Characteristics and use
A waistcoat has a full vertical opening in the front, which fastens with buttons or snaps. Both single-breasted and double-breasted waistcoats exist, regardless of the formality of dress, but single-breasted ones are more common. In a three piece suit, the cloth used matches the jacket and trousers. Waistcoats can also have lapels or revers depending on the style.
Before wristwatches became popular, gentlemen kept their pocket watches in the front waistcoat pocket, with the watch on a watch chain threaded through a buttonhole. Sometimes an extra hole was made in line with the buttonholes for this use. A bar on the end of the chain held it in place to catch the chain if it were dropped or pulled. Waistcoats are now worn less, so the pocket watch may more likely be stored in a trouser pocket.

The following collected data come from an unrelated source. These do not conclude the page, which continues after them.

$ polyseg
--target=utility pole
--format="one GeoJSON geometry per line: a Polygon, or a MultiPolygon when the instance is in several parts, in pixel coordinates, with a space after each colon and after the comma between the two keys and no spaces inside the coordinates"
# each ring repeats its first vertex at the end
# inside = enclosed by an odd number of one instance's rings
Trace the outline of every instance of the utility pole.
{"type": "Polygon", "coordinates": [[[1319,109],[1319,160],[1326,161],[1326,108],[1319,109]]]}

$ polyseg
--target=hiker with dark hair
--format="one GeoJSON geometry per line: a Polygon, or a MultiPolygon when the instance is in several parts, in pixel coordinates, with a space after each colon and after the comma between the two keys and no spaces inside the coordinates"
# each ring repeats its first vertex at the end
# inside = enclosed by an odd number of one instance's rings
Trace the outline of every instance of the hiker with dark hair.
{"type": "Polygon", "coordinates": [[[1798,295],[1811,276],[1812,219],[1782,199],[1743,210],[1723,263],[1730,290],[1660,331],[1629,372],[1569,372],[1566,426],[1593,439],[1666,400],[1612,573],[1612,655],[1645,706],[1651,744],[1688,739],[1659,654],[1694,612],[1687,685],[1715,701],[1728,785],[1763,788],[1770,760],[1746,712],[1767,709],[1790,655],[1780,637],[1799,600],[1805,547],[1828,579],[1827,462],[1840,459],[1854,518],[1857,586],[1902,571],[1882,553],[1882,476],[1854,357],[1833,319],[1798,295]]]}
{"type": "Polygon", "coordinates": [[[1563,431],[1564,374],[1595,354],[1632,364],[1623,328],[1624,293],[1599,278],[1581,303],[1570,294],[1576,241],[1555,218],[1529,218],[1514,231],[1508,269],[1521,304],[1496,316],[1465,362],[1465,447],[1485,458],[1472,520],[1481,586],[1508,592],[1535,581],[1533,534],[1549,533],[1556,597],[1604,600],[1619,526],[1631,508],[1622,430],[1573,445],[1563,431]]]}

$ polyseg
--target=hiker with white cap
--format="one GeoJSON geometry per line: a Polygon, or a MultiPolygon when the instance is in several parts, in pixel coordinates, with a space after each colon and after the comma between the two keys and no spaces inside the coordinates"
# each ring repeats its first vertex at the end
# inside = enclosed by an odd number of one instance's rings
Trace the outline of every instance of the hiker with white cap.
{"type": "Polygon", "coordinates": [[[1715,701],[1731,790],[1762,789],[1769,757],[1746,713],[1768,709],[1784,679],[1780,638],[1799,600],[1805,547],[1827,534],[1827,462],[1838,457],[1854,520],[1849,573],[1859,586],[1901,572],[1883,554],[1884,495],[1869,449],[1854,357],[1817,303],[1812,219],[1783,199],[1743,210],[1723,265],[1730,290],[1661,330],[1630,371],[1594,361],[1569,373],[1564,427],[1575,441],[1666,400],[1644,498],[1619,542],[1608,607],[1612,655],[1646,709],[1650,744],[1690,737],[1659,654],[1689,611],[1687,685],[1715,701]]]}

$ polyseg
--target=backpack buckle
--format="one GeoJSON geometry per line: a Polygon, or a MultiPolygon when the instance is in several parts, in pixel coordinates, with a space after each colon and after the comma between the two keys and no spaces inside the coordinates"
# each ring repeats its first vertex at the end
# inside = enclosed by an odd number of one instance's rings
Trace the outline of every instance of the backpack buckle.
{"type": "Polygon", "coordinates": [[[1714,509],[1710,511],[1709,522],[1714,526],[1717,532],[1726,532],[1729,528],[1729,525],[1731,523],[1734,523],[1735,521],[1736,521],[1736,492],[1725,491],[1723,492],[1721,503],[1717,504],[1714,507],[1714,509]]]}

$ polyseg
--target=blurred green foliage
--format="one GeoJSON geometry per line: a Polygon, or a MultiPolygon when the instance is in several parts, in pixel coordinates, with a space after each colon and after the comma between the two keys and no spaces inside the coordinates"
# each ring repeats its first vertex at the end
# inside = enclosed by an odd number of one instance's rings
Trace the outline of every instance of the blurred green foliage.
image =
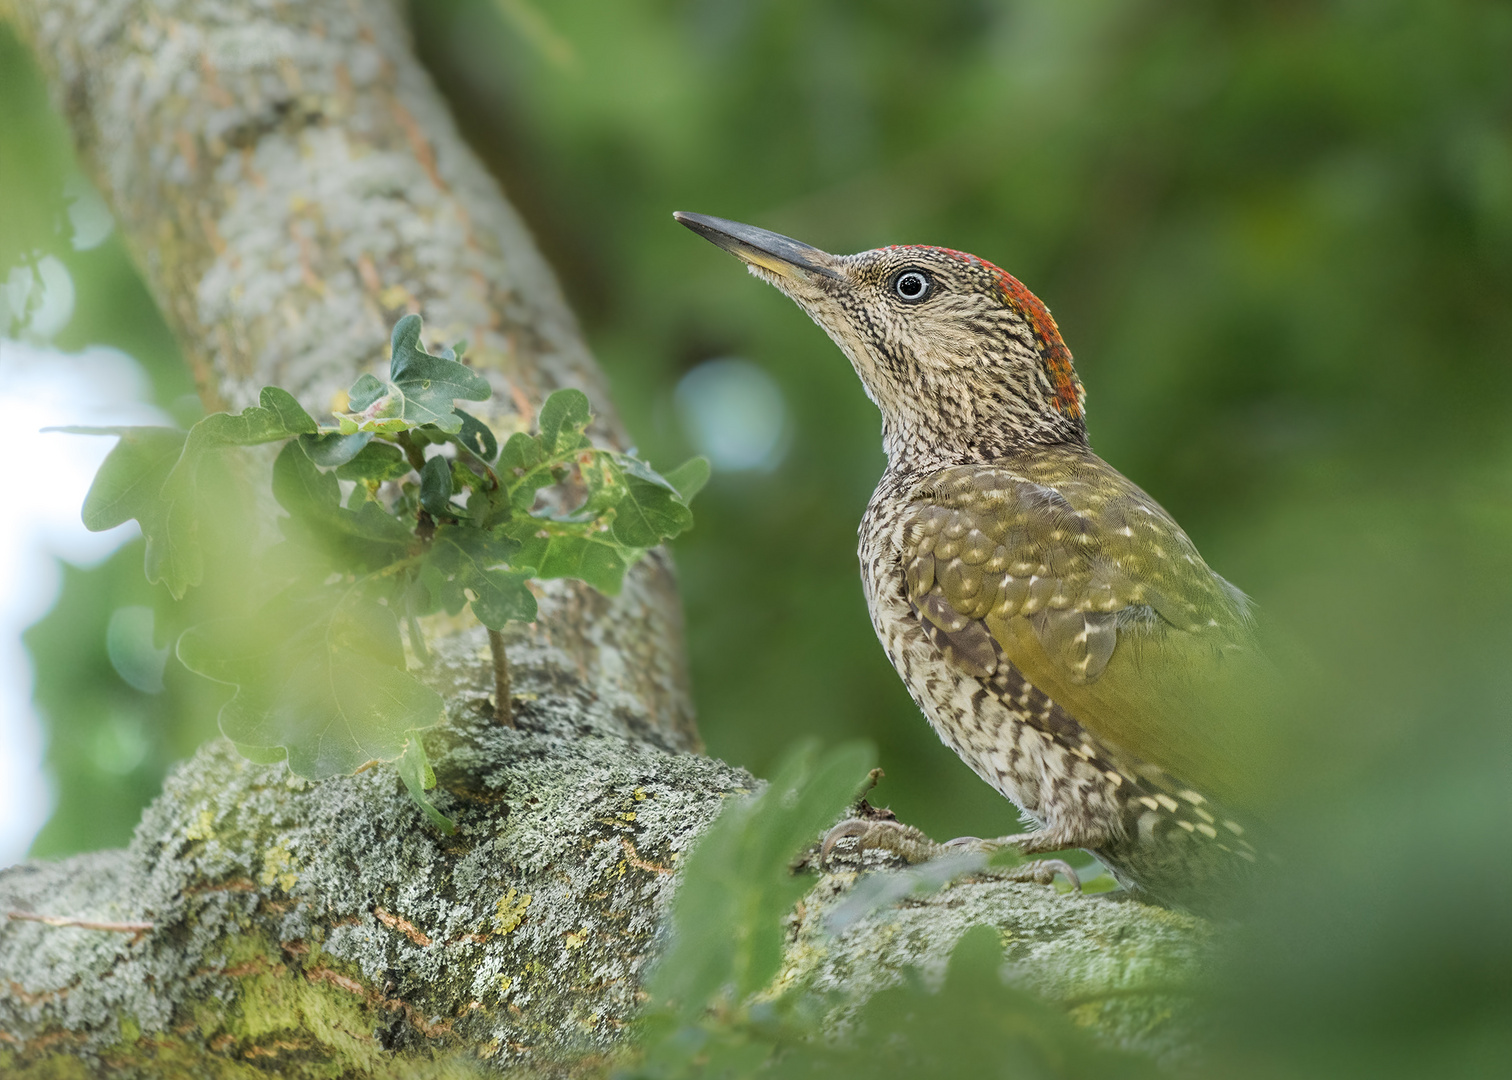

A custom still sometimes practiced is to leave the bottom button undone. This is said to have been started by King Edward VII (then the Prince of Wales), whose expanding waistline required it. Variations on this include that he forgot to fasten the lower button when dressing and this was copied. It has also been suggested that the practice originated to prevent the waistcoat riding up when on horseback. Undoing the bottom button avoids stress to the bottom button when sitting down; when it is fastened, the bottom of the waistcoat pulls sideways causing wrinkling and bulging, since modern waistcoats are cut lower than old ones. This convention only applies to single-breasted day waistcoats and not double breasted, evening, straight-hem or livery waistcoats that are all fully buttoned.
History
The waistcoat is one of the few articles of clothing whose origin historians can date precisely. King Charles II of England, Scotland and Ireland introduced the waistcoat as a part of correct dress during the Restoration of the British monarchy. It was derived from the Persian vests seen by English visitors to the court of Shah Abbas. The most famous of these was Persia's ambassador to the court of St. James, Sir Robert Shirley. He was an Englishman who had been a traveler in Persia for years.
During the seventeenth century, troops of the regular army - and to some degree also local militia - wore waistcoats which were the reverse colour of their overcoats. It is believed that these were made by turning old worn-out standard issue overcoats inside-out (so that the lining colour appeared on the outside) and removing the sleeves. The term "waistcoat" might therefore also be derived from the wastage of the old coat.
During the seventeenth and eighteenth centuries, men often wore elaborate and brightly coloured waistcoats, until changing fashions in the nineteenth century narrowed this to a more restricted palette, and the development of lounge suits began the period of matching informal waistcoats.